Es gilt unter Journalisten als unfein, einander am Zeug zu flicken und Kollegen zu schelten. Irrtümer anderer Schreiber werden nicht kommentiert, schließlich unterlaufen jedem mal welche. Noch weniger gern berichten Medien über die Fehler im eigenen Haus. Womit sich auch das Schweigen erklärt, das sich in der Brandenburger Medienlandschaft breit macht.
Ein Gutachten kursiert da in Lokalredaktionen, das interessant ist, aber über das kaum einer schreibt. Es geht um die Frage, wie die Brandenburger Zeitungen sich nach der Wende erneuert haben - und wo politisch belastete Journalisten den Zeitenwechsel ausgesessen haben. Diese Frage wird gestellt, 21 Jahre nach der Wende, weil die politische Klasse in Brandenburg es versäumt hat, einen Elitenwechsel einzuleiten. Man guckte weg, als politisch Belastete 1990 in den Landtag zogen, in Gerichte, Polizeiwachen - und Redaktionen.
"Personell gab es weder in den ehemaligen SED-Bezirkszeitungen noch bei der früheren Blockparteipresse einen wirklichen Elitenaustausch", schreibt Ariane Mohl, selbst Journalistin, die jetzt für die FDP in Potsdam arbeitet. Mohl hat für die Enquete-Kommission des Landtags ein Gutachten erstellt, das den märkischen Blättern ein eher unschönes Zeugnis ausstellt.
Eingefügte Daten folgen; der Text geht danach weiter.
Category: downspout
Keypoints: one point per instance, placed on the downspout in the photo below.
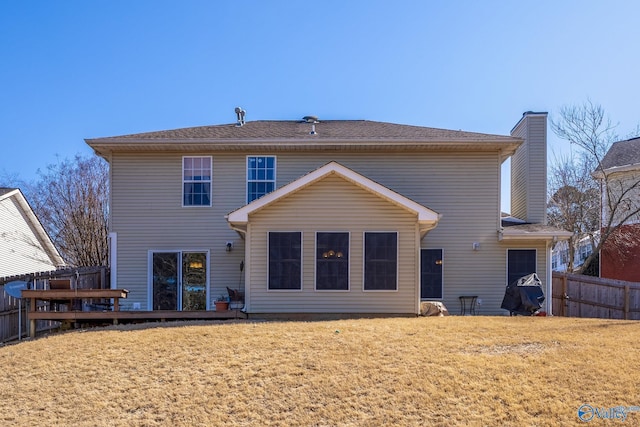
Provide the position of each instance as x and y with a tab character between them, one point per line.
243	234
113	259
549	274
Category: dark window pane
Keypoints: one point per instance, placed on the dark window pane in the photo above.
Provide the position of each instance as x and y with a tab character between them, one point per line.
332	261
521	262
380	261
285	260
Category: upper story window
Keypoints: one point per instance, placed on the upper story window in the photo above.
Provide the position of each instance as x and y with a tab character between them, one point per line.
261	176
196	181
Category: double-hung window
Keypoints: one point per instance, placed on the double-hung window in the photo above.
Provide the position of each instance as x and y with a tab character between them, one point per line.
380	261
285	260
261	176
332	261
196	181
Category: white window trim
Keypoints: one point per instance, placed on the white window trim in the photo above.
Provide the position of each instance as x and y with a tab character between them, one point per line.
210	182
364	233
315	264
150	253
275	174
301	261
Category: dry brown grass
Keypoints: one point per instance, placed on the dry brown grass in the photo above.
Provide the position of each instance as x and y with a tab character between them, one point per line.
420	371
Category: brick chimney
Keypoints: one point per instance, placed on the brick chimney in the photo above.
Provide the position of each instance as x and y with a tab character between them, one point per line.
529	169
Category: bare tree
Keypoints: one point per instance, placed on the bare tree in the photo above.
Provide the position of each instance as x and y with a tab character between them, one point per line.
589	184
573	203
71	200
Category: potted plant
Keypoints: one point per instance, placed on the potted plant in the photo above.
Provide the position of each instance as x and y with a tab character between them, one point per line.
222	303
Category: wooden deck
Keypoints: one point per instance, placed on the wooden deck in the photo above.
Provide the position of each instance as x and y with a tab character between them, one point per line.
137	315
37	313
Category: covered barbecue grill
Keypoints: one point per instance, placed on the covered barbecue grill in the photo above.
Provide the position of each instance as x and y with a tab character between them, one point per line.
524	296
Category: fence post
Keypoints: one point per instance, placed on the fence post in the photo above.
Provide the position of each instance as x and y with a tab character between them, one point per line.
626	302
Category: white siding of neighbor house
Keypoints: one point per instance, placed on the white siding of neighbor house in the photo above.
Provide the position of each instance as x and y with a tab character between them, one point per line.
20	250
332	204
147	214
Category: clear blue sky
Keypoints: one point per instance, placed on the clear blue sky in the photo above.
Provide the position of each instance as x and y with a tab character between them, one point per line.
78	69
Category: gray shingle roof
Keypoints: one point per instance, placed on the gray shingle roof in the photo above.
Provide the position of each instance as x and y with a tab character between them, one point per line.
5	190
622	153
330	129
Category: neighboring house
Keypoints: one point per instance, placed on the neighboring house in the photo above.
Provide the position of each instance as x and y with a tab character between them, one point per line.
25	247
560	253
337	216
620	255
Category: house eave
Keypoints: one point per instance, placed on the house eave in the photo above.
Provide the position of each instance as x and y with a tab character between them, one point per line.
506	234
105	147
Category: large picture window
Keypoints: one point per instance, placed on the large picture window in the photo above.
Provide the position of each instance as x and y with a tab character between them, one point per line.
332	261
285	260
380	261
196	181
261	176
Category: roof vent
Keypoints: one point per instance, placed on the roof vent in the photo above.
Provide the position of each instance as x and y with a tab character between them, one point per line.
240	115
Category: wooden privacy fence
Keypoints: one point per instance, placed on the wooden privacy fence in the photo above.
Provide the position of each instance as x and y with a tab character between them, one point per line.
80	278
575	295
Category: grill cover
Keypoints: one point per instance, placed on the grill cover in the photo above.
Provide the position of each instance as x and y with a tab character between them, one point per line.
524	296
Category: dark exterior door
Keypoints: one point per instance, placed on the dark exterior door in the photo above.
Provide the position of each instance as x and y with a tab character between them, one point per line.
431	273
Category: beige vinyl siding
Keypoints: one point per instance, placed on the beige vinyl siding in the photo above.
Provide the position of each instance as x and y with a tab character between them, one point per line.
462	187
147	214
333	204
20	250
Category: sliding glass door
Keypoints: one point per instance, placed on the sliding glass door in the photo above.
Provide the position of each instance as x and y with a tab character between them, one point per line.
179	280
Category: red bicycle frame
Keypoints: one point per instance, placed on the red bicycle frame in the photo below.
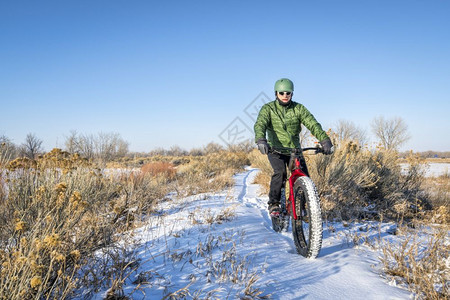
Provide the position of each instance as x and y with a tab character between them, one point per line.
295	173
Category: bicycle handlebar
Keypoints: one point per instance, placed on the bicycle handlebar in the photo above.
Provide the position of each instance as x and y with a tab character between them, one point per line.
317	149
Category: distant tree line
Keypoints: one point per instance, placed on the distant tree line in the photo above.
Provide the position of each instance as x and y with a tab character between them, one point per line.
390	134
103	146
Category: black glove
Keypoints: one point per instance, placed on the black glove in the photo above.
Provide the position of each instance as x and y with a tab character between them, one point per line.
263	146
327	146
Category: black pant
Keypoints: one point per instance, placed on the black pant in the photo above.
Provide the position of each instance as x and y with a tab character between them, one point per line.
279	162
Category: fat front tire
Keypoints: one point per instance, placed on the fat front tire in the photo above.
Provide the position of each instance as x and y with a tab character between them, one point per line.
307	230
282	222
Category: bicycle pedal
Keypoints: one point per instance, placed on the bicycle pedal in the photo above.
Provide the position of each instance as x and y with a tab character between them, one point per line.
275	214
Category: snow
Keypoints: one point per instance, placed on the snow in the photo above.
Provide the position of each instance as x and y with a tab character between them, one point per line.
194	244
Schon beim Verkauf der SED-Bezirkszeitungen durch die Treuhand interessierte es Westverlage wenig, dass DDR-Journalisten einen klaren politischen Auftrag hatten - und jede Menge Stasi in ihren Reihen. Bei der Märkischen Allgemeinen Zeitung (MAZ), die an die FAZ-Verlagsgruppe ging, wurde 1991 der CDU-Mann Peter Mugay Chefredakteur, der munter SED-Opfer diffamierte, bevor er - nach langem Leugnen - einräumen musste, dass er den Bürgerrechtler Konrad Weiß bespitzelt hatte. Zwei Sportjournalisten der MAZ wurden erst 2008 als IM geoutet, von einem Journalisten. Die Frage, warum der frühere Herausgeber Alexander Gauland nicht selbst für Aufklärung sorgte, will er bis heute nicht beantworten, schreibt die Gutachterin.
Märkische Oderzeitung (MOZ) und Lausitzer Rundschau dagegen setzten Forscher an die Stasi-Akten. Einige Redakteure flogen raus. "Das große Ganze aber", so der ehemalige MOZ-Herausgeber Claus Detjen, "blieb trotz aller Bemühungen weiter im Dunkeln." Bei den Potsdamer Neuesten Nachrichten, die zu Holtzbrinck gehören, arbeitet bis heute ein Korrespondent, der auf der Stasi-Hochschule war. Er hat das nie vertuscht, deshalb soll er bleiben, sagt sein Chef. "Der Kollege hat unser vollstes Vertrauen.